Using the YugabyteDB SQL shell, ysqlsh, you can connect to your cluster and interact with it using distributed SQL. ysqlsh is installed with YugabyteDB and is located in the bin directory of the YugabyteDB home directory.

To open the YSQL shell, run ysqlsh.

 1
 2
 3
 4
 5
 6
 7
 8
 9
10
 docker exec -it yugabyte /home/yugabyte/bin/ysqlsh

# To echo queries
docker exec -it yugabyte /home/yugabyte/bin/ysqlsh --echo-queries

# You can also connect using the docker host from docker inspect
docker exec -it yugabyte /home/yugabyte/bin/ysqlsh --echo-queries -h 172.17.0.2 -p 5433

# or you can check hostname to avoid docker inspecy
docker exec -it yugabyte bash -c 'ysqlsh --echo-queries -h $(hostname) -p 5433'

You can can also connect to YugaByteDB using any PostgreSQL-compatible tool like the the PgAdmin UI tool to connect to both my local PostgreSQL server and the YugabyteDB server running on Docker.

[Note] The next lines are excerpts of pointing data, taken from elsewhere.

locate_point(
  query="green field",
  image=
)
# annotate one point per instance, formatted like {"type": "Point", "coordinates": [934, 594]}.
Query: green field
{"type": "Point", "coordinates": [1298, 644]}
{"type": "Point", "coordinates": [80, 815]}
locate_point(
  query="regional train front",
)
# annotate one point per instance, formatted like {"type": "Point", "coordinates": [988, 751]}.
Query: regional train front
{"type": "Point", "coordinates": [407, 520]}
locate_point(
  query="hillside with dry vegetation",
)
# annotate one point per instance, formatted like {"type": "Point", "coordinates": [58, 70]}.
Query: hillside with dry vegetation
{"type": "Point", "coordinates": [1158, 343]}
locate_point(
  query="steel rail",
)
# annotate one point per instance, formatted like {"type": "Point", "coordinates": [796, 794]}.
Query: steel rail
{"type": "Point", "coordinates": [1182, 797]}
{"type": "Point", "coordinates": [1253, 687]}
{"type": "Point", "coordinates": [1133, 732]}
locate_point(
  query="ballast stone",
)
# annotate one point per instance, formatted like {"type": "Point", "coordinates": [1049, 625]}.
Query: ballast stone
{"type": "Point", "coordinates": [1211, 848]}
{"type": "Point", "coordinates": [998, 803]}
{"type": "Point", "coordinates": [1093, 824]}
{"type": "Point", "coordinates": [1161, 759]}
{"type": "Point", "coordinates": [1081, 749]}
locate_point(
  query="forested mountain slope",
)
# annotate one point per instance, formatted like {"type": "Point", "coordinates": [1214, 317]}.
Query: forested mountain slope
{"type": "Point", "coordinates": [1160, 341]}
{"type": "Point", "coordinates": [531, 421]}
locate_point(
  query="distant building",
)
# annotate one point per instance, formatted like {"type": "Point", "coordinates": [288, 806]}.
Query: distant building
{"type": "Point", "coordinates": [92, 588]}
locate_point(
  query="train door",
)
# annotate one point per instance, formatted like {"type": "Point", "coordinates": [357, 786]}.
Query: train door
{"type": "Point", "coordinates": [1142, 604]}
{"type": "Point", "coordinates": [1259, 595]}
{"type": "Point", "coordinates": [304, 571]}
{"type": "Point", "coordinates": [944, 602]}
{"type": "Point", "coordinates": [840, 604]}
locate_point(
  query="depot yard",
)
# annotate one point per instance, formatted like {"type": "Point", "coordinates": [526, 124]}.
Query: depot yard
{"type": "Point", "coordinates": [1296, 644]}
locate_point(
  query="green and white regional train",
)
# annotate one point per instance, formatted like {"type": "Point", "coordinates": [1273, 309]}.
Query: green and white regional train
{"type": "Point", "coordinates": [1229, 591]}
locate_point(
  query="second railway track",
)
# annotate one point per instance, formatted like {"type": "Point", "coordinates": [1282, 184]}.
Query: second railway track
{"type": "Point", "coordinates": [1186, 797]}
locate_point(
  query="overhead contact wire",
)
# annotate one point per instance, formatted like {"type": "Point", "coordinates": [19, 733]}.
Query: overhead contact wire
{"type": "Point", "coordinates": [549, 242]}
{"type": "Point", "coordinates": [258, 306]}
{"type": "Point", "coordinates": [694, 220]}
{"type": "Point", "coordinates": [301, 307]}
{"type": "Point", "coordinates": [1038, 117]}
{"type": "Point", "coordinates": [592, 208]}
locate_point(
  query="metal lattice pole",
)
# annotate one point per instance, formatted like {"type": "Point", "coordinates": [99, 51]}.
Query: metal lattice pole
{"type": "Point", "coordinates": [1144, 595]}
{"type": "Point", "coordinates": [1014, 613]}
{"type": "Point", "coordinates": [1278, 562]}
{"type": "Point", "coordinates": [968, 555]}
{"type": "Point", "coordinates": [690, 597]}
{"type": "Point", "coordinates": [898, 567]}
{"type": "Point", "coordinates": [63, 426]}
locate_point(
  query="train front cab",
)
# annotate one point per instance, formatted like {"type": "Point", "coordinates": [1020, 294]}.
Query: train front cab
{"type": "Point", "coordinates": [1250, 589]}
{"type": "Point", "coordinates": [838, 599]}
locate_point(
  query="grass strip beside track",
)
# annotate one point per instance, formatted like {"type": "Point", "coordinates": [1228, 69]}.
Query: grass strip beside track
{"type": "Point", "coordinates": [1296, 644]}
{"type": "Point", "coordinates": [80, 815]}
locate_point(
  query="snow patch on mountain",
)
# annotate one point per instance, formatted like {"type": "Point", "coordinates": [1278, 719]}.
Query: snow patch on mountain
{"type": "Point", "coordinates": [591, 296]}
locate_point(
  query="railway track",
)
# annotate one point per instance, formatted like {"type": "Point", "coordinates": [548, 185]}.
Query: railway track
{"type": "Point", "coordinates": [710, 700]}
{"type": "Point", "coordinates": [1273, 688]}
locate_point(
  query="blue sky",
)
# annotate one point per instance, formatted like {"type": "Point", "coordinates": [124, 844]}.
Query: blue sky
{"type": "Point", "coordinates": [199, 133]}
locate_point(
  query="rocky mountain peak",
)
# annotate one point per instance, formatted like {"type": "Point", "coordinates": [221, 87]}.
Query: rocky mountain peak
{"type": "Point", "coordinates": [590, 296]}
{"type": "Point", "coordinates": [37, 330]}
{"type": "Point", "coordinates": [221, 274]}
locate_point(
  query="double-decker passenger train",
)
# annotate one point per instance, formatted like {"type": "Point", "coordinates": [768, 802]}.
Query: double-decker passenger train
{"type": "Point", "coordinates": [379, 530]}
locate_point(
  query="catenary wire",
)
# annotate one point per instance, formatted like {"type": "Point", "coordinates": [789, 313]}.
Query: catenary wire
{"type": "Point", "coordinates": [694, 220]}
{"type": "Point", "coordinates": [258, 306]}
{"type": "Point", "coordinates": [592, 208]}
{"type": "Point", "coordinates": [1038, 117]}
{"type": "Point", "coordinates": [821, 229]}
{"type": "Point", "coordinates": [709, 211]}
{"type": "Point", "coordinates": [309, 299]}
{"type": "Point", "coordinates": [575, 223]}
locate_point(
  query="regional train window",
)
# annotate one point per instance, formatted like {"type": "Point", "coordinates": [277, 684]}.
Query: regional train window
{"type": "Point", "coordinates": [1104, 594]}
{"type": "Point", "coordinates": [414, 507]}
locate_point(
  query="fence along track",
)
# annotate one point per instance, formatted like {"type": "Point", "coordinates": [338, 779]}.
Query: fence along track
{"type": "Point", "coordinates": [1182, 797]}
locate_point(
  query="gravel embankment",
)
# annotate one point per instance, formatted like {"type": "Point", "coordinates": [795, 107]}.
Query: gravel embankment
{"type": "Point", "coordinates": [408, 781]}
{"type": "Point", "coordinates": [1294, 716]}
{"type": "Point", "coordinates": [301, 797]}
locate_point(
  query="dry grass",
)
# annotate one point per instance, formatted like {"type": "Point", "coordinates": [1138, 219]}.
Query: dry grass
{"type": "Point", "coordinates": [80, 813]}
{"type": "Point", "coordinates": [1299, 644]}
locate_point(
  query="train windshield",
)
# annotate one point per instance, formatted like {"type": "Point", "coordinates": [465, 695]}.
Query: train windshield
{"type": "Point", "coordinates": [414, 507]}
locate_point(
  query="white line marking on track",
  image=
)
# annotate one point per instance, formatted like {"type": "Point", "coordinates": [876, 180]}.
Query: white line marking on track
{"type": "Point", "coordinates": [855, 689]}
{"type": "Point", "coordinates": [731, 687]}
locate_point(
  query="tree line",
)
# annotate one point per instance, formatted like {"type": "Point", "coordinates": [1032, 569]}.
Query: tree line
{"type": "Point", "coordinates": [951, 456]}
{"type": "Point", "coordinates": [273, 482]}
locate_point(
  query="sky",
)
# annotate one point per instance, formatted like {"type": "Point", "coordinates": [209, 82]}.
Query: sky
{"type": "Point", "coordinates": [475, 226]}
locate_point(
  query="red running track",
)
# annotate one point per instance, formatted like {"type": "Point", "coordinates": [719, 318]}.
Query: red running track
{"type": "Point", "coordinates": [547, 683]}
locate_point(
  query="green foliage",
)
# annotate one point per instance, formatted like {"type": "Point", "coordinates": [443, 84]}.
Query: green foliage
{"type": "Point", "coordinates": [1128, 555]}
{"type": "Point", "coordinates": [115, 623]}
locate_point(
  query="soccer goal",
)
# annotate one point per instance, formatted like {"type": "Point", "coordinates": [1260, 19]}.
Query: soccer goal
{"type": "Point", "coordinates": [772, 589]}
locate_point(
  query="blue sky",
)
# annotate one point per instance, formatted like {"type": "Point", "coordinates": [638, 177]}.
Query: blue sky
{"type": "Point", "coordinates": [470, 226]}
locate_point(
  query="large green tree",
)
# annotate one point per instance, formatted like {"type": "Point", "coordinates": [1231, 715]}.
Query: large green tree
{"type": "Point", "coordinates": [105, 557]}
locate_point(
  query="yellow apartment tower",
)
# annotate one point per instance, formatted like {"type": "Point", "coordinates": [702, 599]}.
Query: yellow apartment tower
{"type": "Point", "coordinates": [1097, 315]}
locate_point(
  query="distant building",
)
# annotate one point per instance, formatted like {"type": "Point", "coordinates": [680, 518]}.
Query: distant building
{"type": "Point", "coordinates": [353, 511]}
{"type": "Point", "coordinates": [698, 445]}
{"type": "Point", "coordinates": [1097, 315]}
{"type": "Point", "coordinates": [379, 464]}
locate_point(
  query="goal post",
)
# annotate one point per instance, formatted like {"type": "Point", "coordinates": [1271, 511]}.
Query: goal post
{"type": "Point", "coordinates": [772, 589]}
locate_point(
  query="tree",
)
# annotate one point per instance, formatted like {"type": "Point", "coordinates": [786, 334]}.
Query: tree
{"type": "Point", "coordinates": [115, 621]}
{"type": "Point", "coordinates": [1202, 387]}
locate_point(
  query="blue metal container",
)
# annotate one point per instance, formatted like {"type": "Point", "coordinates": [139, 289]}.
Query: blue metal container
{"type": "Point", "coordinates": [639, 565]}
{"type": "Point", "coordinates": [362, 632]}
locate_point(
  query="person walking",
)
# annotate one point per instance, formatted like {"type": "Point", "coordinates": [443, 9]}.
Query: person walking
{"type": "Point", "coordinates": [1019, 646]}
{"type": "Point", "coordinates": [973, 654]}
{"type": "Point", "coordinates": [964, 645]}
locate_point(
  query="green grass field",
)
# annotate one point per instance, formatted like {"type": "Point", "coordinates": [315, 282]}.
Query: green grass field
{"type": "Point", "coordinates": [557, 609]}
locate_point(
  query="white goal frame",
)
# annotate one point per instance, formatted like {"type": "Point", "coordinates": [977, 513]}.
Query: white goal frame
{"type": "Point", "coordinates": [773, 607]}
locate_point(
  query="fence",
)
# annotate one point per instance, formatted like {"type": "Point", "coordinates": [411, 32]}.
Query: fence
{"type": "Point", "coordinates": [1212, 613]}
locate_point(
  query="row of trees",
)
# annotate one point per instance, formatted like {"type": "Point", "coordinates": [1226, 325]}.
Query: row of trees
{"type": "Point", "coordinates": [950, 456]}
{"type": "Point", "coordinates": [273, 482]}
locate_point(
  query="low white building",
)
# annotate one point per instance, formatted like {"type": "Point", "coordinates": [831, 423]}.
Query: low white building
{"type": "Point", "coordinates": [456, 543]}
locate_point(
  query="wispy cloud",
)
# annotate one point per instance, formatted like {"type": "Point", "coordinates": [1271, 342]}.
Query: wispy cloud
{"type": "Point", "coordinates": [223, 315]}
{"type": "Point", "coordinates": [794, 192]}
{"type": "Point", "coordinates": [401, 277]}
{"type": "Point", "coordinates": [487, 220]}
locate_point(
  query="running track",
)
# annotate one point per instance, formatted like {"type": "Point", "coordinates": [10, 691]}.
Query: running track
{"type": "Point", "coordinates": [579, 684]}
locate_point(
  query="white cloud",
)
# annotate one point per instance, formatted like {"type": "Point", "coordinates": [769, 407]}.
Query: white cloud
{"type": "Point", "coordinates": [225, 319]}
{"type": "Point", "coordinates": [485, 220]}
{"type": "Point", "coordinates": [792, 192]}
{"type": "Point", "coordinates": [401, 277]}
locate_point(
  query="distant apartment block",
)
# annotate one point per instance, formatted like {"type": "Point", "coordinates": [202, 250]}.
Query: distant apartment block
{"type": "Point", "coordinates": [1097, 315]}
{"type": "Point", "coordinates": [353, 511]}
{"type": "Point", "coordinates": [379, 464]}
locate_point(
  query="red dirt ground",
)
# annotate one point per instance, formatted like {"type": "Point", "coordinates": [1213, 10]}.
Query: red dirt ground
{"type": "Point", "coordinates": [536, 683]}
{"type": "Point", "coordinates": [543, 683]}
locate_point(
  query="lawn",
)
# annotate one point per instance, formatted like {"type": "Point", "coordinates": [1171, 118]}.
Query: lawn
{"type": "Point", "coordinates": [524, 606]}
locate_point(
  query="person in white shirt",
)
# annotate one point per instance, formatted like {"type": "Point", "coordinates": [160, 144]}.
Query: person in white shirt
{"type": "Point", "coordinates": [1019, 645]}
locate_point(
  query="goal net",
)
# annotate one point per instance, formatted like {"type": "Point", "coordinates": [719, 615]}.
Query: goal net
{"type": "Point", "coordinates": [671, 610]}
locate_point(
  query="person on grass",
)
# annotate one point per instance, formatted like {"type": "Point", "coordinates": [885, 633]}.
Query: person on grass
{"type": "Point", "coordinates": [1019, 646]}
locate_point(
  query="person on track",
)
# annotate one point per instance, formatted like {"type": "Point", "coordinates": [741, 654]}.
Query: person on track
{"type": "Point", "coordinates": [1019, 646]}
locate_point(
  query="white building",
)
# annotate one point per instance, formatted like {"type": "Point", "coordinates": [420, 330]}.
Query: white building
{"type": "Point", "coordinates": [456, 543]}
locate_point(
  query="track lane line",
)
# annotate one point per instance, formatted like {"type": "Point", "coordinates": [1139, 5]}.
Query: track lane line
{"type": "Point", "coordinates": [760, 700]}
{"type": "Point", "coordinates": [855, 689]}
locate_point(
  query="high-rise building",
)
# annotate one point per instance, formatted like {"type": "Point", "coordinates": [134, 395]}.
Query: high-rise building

From your favorite programming language, you can connect to Yugabyte just like you’d do for PostgreSQL.

SQL Actions

Load Sample Dataset

1
2
CREATE DATABASE yb_demo;
\c yb_demo;

Import data

1
2
3
4
5
\i share/schema.sql
\i share/products.sql
\i share/users.sql
\i share/orders.sql
\i share/reviews.sql

Run queries:

1
SELECT users.id, users.name, users.email, orders.id, orders.total FROM orders INNER JOIN users ON orders.user_id=users.id LIMIT 10;

Cleaning up

If you no longer want to run YugabyteDB, you can use these commands to clean up:

1
2
3
4
5
# Stop the container
docker stop yugabyte

# Remove the container data
docker rm yugabyte

Conclusion

This should be enough information to get started using YugabyteDB locally in a Docker container.

Since YugabyteDB is postgres compatible, it allows you to reuse lots of tools that you’re already familiar with.

You can easily migrate existing applications and workloads from PostgreSQL to YugabyteDB and benefit from its many features like auto-scaling capabilities.